The Hindenburg did not explode because of the hydrogen. (A spark could not catch the hydrogen on fire on the inside. There is no oxygen) A spark must have caught the fabric on fire, which was doped with dangerous compounds like saltpeter. (Which actually rendered the skin very, very flammable).
So, it was mostly the skin catching on fire, which was aided by the heat of the hydrogen combustion. Also, those huge yellow flames you see? That's the skin burning. Like the previous poster said, hydrogen burns with a nearly invisible flame.
If you don't understand any of my sayings, come to me in private and I shall take you in my German mouth.
bush is going to fight tooth and nail to keep his oil interests in power... granted, this article talks about electric cars, but still, it is clear that our current administration's long term energy policies are all about PETRO!
Satanists get good grades too...suspiciously good grades
I once told a friend that modern diesel trains run on electricity. The lights are electric, the controls are electric, even the drive train is electric. The only thing diesel about them is that they use a diesel engine to turn the electric generator. "Oh really?" she replied, blondly. "Why don't the run the generators on electricity too?"
Probably for the same reason that an energy conversion that produces lots of heat is efficient, I suppose.

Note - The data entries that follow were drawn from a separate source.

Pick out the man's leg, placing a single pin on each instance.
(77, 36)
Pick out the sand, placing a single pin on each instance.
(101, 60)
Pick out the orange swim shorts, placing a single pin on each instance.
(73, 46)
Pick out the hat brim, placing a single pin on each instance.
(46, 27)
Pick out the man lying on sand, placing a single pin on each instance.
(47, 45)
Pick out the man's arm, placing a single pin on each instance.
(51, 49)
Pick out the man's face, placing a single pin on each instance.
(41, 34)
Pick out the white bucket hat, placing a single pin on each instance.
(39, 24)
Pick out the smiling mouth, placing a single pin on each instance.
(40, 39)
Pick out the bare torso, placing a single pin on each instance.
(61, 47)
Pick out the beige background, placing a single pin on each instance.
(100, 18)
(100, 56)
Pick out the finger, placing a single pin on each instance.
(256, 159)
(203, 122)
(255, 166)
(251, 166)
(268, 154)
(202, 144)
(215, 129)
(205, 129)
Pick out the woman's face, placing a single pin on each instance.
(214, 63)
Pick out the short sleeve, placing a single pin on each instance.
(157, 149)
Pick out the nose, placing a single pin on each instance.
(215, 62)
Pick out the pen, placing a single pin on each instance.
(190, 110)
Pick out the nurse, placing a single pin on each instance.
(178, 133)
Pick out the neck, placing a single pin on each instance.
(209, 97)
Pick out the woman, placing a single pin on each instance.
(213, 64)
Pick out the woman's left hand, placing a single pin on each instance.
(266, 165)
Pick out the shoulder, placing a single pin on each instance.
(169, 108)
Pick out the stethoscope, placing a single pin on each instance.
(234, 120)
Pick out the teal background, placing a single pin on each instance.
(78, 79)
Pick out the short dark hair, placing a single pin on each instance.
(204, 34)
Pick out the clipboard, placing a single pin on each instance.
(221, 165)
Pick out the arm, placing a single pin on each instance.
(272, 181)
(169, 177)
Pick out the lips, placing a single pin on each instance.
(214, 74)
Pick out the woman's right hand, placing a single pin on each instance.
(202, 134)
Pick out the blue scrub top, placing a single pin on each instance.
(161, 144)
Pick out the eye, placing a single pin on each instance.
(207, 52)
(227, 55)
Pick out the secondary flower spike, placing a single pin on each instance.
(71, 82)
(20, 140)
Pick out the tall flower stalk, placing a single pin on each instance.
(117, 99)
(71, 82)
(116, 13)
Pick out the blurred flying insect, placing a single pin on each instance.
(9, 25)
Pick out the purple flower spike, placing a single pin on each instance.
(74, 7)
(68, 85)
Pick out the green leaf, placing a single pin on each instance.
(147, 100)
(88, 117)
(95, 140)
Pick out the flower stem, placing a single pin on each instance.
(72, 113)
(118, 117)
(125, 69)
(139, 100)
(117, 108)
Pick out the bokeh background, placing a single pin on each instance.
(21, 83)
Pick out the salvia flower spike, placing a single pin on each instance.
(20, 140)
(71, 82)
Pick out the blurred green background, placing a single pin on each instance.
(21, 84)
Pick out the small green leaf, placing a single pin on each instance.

Overall, hydrogen costs energy to produce. You can't just go dig it up out of the ground. You have to produce it somewhere, and then store it, transport it, and eventually burn it. By the time you do all that, you've used considerably more energy than just using the electricity, or heat, or whatever energy source you used to create the hydrogen.
That it takes more energy to produce the hydrogen, than is recovered from it is not new. This fact is true of any fuel source. We've just gotten used to having most of the work done for us.
If you want to see more effecient, cleaner burning engines on the road, you should start pressuring the auto manufacturers to bring over more of the small diesel engines that are running in Europe.
This still will not solve the problem of pollution. All it will do is give temporary relif. Diesel still pollutes, and also kicks out lots of soot, which is staring to be linked to developmental lung problems. This is the big advantage of Hydrogen fuel cells, they only directly produce water, which is usually linked to drinking and water-fights. As for the indirect effects, this is just a matter of working up the supply chain to create a cleaner source. For example:
We fixed the cars at this point, and the H2 stations would be much cleaner (no more fuel tanks leaking gasoline, just H2 which disapates in the atmosphere harmlessly.)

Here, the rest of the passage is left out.